Man hides cash in oven; cash gets baked by accident
One man probably has learned a costly lesson about where
he hides his cash.
The unidentified father from Sydney, Australia, sold his
car last weekend. The $15,000 (approximately $15,652 in U.S. dollars) in
proceeds was earmarked for his mortgage payment and other bills, according to Australian
media. Opting not to squirrel away the loot in a mattress or bury it in his
backyard, he decided to hide it his oven, which rarely gets used.
Bad move: Turns out, his wife decided to use the oven
that day, preheating it for chicken nuggets for their two children and, yes,
cooked the cash.
"It was everything I had," he told the news
station. "I've got nothing to my name. That money was supposed to go
towards my mortgage."
His wife was equally distraught and, reportedly, could
not stop crying when telling her husband after she discovered what happened:
The cash was baked into a colorful burnt mess.
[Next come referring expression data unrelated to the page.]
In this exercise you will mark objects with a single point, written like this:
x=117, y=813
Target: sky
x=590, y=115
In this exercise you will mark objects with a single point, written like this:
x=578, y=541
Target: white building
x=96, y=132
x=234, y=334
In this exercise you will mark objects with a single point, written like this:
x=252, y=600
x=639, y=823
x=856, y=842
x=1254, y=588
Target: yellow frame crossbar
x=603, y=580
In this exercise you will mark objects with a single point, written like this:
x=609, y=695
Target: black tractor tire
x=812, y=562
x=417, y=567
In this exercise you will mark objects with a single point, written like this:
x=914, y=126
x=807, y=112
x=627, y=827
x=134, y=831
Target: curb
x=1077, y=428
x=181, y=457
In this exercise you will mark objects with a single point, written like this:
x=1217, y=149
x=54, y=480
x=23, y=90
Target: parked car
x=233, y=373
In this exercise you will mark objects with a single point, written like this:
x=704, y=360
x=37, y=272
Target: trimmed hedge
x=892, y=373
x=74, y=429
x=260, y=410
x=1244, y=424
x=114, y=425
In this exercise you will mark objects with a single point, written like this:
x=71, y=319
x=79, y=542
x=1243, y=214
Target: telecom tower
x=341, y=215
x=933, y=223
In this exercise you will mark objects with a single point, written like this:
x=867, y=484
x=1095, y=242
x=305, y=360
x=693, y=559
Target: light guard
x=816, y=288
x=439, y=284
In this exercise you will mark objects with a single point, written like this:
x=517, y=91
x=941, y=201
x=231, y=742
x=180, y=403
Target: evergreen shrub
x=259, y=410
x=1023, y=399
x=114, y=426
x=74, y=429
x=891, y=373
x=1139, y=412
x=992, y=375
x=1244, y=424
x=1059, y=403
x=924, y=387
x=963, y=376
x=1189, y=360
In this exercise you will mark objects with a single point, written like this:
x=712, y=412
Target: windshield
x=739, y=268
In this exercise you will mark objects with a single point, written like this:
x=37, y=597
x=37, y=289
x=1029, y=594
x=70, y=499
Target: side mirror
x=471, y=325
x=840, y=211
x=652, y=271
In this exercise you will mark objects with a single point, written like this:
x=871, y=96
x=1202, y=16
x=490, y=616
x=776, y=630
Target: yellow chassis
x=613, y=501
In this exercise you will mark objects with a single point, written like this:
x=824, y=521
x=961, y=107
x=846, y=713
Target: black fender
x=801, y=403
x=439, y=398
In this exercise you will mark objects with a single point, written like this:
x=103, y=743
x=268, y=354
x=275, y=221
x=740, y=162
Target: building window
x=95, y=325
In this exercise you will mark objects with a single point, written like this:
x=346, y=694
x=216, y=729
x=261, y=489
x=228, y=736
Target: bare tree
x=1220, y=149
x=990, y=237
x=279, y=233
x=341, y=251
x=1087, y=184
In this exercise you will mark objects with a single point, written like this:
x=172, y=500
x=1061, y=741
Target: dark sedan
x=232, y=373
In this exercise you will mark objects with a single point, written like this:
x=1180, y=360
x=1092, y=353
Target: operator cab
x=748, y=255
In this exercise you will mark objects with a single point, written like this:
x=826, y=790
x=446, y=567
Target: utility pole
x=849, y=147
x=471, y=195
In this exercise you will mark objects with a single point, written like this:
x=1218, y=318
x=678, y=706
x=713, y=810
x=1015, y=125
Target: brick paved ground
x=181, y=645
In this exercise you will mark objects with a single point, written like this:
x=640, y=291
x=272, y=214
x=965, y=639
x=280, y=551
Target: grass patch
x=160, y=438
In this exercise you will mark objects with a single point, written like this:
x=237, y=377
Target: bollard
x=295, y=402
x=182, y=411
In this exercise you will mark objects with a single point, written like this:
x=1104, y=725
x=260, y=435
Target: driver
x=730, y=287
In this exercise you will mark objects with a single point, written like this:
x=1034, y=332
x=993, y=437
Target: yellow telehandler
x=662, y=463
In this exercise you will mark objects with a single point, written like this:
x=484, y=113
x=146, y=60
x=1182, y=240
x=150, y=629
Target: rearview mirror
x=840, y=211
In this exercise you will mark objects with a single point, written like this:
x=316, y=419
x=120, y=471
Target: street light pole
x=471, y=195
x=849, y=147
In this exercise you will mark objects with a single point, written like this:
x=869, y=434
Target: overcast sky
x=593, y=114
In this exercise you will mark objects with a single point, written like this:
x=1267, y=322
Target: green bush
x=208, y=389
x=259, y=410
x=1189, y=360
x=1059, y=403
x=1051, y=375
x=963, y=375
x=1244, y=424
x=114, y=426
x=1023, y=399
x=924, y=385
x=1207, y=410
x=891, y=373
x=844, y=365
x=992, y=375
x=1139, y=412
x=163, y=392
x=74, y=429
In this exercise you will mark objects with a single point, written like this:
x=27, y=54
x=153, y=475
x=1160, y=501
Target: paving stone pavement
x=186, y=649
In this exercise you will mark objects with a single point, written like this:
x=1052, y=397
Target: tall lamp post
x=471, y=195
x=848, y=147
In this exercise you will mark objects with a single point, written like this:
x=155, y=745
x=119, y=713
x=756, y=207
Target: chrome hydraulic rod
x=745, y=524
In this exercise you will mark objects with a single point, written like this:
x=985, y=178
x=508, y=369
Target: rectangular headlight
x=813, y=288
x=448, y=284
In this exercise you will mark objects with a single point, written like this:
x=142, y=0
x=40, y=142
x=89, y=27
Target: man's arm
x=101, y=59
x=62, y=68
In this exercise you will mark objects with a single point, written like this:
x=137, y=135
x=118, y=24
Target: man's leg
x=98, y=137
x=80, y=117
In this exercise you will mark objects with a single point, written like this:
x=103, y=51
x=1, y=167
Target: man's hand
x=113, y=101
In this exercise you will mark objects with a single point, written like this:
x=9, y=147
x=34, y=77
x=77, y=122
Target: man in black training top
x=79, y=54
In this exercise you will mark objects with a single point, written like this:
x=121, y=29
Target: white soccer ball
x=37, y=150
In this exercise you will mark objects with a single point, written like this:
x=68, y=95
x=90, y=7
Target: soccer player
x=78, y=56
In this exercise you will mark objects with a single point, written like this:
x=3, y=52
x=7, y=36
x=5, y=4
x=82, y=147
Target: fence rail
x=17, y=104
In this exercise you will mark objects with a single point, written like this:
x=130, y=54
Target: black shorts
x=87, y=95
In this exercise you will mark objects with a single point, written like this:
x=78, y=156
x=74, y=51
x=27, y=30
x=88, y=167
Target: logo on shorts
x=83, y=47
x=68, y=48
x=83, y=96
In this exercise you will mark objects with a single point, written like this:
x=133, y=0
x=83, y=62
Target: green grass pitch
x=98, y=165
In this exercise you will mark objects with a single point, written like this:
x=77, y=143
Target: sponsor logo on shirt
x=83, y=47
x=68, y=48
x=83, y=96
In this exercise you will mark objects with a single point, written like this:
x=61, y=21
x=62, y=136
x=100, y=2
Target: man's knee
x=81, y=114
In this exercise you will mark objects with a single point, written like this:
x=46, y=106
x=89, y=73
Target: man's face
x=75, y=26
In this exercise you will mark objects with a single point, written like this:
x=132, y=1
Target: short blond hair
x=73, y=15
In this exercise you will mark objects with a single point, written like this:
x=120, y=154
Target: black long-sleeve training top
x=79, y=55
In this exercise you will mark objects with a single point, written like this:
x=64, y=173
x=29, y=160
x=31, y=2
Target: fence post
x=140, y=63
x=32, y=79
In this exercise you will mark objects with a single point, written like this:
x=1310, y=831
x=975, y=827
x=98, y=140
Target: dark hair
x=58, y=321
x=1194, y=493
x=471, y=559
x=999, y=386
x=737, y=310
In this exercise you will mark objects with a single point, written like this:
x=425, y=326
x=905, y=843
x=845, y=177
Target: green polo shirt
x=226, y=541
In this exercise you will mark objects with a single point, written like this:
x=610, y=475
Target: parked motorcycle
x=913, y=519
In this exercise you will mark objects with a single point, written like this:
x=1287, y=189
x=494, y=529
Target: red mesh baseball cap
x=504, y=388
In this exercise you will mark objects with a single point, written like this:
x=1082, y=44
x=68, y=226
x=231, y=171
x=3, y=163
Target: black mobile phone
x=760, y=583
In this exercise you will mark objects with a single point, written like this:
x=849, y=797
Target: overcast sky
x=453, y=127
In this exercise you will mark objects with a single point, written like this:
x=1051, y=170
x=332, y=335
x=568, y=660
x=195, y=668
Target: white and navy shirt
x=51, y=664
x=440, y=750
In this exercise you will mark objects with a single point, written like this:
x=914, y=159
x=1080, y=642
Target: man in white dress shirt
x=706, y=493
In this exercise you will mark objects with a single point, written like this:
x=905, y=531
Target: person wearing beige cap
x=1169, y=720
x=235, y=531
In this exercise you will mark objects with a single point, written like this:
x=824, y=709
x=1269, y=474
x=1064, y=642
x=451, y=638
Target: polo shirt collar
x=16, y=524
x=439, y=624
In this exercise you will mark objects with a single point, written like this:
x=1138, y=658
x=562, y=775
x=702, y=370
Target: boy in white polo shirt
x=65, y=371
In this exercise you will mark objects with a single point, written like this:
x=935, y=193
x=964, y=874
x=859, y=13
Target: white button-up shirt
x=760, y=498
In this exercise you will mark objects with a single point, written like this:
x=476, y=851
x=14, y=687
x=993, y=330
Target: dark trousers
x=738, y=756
The man reached out to his lender and the Reserve Bank of
Australia for help.
The Reserve Bank advises people to take damaged currency
to a bank. According to the Reserve Bank policy, "if several pieces of the
same banknote are presented, the Reserve Bank's policy is for each piece to be
worth a share of the value in proportion to its size... The combined value paid
should be the face value of the original banknote."